I am building a website with Angular2 that consists of multiple pages containing a dashboard with various statistics.
On a single page, 6 different requests are made separately (one for each dashboard tile), which can take up to 5 seconds to conclude. The problem appears when I change the page whilst the requests for the dashboard are ongoing.
On this situation, the requests will start to stack up, and if I change the page multiple times the dashboards will take more and more time to be loaded. Each request is made the following way:
return this.http.post("http://mywebsite.com/dashboard/info", body, options)
.map((res) => {
return res.json()
}).subscribe((result) => { /* do something */});
What I am looking for is for a way to abort all of the ongoing requests when I change the page, to avoid that they stack up and cause excessive loading times.
When you call subscribe
an Subscription
object is created and it persists until the observable is completed.
You have to unsubscribe
from the post request when you no longer need the result.
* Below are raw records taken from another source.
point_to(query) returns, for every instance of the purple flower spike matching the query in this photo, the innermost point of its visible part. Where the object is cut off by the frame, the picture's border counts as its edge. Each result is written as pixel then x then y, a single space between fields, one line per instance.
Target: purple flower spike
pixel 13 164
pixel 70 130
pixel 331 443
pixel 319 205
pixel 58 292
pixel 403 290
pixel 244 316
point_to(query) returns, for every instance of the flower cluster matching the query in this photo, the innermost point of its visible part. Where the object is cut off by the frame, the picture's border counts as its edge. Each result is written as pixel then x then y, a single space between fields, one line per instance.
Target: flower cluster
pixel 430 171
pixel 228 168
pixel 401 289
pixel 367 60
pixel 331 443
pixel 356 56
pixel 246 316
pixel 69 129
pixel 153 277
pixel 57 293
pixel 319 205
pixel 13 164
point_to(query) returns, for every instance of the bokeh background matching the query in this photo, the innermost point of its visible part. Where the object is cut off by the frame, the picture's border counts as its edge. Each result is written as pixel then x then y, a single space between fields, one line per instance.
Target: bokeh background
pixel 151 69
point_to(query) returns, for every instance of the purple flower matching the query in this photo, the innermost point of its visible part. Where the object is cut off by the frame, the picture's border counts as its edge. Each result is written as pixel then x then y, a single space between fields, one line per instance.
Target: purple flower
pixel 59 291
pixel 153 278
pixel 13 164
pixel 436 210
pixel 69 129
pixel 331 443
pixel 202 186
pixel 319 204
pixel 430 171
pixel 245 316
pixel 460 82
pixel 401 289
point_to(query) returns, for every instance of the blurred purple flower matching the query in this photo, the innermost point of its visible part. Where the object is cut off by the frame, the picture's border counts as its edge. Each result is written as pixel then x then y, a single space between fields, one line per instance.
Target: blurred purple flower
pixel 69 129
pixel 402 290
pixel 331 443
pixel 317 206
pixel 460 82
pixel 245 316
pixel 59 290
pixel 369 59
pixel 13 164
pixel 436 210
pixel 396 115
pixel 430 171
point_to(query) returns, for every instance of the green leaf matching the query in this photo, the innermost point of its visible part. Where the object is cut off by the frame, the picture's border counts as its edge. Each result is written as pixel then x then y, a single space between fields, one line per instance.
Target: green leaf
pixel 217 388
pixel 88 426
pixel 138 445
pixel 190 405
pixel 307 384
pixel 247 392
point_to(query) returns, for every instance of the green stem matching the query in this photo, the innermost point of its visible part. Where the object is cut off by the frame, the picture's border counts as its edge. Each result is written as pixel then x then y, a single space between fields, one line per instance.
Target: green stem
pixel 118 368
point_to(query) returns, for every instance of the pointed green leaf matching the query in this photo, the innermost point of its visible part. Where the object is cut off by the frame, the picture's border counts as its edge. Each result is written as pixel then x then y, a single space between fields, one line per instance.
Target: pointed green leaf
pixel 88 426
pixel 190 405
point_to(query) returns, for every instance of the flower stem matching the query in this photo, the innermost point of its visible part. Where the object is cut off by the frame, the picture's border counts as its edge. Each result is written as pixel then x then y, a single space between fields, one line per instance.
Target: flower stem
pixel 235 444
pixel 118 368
The most common way is to call unsubscribe
from ngOnDestroy
of a component.
/** * Disposes the resources held by the subscription. May, for instance, cancel * an ongoing Observable execution or cancel any other type of work that * started when the Subscription was created. * @return {void} */ unsubscribe(): void;
EDIT:
Note that is you call share()
, take()
, first()
or any other operator that creates a new observable than unsubscribing will not cancel the HTTP request. As you'll be unsubscribing from a child observable only.